The overall project consists of three main parts: the satellite itself, the separation mechanism (which includes the power control box) and the mounting bracket. The on-orbit fault diagnosis algorithm enables the satellite to automatically detect and diagnose possible system faults. The spacecraft also features intelligent task scheduling strategy.

- Design Life: 3 months (planned).
- Mass: The entire satellite weighs only 6.5 kg and the total carrying weight reaches 9.0 kg.
- Communication: X band for TT&C and image data transfer at a data rate of 1 kbit/s.
- Power: 12 V, 11.6 Ah Battery (139.2 watts) with two deployable solar panels.
- Attitude Control: Three axis control using reaction wheels, star sensor and Sun sensors.
- Temperature Control: Thermal management systems
- Payload: 2 Visible light cameras of one mega pixel resolution (1280 × 720) mounted on opposite (+/-) X panels.
- Built Material: Incorporates advanced materials such as special magnesium alloy and honeycomb carbon fiber.

==Mission summary==
ICUBE-Q was integrated with Chang'e 6 orbiter after successful qualification tests at SUPARCO and SJTU. On 3 May 2024 the satellite was launched on Long March 5 Y8 rocket from Wenchang Space Launch Site.

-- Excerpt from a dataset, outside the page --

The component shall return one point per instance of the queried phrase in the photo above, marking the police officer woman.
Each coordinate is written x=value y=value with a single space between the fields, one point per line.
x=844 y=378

The satellite was deployed from the Chang'e 6 lunar orbiter stack in at 08:14 UTC (13:14 PKT) on 8 May 2024 and had undergone testing for the first few days with the first images being expected around 15-16 May 2024.

The mission objectives include obtaining detailed images of the lunar surface and conducting intelligent on-orbit data processing of images, obtaining lunar magnetic field data and establish lunar magnetic field model and verifying new technologies such as nanosatellite-level deep space lunar-ground communications and low-cost deep space exploration based on micro-nano satellites.

The satellite transmitted its first images back to Earth on 11 May 2024 captured from a distance of 200 kilometres from the Moon.

It appears that Pakistan has lost contact with ICUBE-Q since July 01, 2024. Per insider information, the satellite developed multiple issues immediately after its launch.